Transnational/Satyagraha - numero 3 del 6 giugno 1994
Agenzia del Partito radicale
Proprio mentre si intensificano gli sforzi dei radicali per l’affermazione di un nuovo diritto internazionale, che sia effettivamente diritto, capace di affermarsi attraverso istituzioni che ne
impongano il rispetto, sempre più evidente è il bisogno primario del pianeta: il bisogno di diritto, di regole, di autorità che lo affermino e lo facciano rispettare, come avviene in ogni comunità
democraticamente retta.
La immane tragedia del Rwanda, che come quella della ex Jugoslavia ha palesato ulteriormente l’impotenza delle istituzioni internazionali di oggi, impone l’accelerazione dell’opera per dotare il
mondo, intanto, almeno, di un tribunale permanente che giudichi i crimini contro l’umanità, dotato di poteri adeguati, tali da non ridurre questa istituzione a entità impotente e inutile, e capace
di essere deterrente, perché non vi siano più Jugoslavia e Rwanda.
Il Partito radicale appare essere oggi - purtroppo - l’unica organizzazione politica impegnata ad affermare nel mondo la necessità di rendere il diritto, le regole di convivenza, adeguate alle
altre attività umane, ormai totalmente interconnesse.
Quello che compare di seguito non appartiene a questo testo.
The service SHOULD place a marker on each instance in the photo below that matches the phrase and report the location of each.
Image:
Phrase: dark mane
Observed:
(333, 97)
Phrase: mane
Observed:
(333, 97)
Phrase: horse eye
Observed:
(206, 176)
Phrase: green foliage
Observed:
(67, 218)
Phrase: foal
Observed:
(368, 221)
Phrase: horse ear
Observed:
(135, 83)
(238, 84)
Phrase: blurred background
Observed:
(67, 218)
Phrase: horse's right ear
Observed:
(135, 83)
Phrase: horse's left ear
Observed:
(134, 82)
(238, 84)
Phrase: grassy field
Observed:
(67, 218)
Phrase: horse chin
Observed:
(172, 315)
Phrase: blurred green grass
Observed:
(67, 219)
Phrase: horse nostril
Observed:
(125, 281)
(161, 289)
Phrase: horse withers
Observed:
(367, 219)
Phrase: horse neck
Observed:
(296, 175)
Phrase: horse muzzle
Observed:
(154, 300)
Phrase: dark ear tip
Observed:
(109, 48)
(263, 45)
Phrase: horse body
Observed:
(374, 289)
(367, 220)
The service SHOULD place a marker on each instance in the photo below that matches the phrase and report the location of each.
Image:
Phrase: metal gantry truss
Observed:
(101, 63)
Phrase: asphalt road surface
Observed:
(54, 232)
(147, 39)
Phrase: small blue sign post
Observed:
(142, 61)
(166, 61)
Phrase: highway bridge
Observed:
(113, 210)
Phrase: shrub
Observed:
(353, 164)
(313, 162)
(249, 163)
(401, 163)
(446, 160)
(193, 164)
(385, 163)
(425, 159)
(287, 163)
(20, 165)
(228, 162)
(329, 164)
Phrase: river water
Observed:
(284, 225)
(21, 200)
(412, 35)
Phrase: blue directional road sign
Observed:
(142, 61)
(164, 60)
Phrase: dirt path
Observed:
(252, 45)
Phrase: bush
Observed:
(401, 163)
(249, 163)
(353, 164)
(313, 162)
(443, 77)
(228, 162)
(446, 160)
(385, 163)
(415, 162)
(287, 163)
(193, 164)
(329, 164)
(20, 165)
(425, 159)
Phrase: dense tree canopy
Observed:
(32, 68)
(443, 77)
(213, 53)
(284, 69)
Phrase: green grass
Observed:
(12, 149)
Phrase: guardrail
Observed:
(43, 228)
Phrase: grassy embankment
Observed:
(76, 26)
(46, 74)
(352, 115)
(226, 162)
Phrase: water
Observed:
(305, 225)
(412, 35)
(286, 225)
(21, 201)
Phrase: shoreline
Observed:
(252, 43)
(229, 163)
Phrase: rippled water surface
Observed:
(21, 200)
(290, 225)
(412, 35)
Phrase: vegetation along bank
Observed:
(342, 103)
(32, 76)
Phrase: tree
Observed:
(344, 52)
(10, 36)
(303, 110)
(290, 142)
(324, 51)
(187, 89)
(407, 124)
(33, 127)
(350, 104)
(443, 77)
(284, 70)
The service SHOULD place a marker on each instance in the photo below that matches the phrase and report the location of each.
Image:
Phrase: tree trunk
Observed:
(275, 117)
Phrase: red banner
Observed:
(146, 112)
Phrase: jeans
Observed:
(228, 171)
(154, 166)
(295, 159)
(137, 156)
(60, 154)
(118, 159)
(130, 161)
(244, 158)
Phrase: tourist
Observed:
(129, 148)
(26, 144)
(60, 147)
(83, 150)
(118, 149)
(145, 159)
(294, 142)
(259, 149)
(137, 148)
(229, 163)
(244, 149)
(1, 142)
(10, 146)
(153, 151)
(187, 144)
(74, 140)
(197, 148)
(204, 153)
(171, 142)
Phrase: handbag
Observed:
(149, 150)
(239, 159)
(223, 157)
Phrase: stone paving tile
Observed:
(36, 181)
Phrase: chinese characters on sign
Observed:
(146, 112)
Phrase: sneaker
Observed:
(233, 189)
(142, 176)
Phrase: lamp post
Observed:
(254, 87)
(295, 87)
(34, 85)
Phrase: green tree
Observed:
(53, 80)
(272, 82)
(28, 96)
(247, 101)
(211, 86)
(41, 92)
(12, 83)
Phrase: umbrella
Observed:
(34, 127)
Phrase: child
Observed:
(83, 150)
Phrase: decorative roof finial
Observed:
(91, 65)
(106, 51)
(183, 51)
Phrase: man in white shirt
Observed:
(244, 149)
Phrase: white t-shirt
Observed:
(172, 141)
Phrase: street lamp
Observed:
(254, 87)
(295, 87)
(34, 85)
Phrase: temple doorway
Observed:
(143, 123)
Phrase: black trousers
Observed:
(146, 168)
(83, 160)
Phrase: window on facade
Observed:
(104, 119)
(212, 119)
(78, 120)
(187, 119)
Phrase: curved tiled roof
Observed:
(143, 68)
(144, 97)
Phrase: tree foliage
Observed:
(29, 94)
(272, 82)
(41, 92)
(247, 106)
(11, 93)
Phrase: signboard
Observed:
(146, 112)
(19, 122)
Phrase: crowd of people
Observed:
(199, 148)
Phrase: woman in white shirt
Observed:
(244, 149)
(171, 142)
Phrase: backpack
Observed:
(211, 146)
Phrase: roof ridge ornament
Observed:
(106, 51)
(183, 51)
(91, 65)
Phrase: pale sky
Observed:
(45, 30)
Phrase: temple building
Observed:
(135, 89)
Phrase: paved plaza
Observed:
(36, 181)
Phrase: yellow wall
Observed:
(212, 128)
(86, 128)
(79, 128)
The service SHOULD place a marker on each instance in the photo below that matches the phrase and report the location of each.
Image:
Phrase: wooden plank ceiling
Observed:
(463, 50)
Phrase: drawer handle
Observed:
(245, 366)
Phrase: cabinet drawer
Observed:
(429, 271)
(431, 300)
Sulla tragedia del Rwanda, di cui il mondo intero porta responsabilità dirette e gravissime, il Parlamento italiano ha preso posizione, soprattutto grazie all’impegno dei deputati iscritti al
transpartito transnazionale che è il Partito radicale.
Intanto, Emma Bonino ha raggiunto New York, per partecipare alla riunione di Parliamentarians for Global Action, di cui presiede la Commissione che si occupa del Diritto internazionale.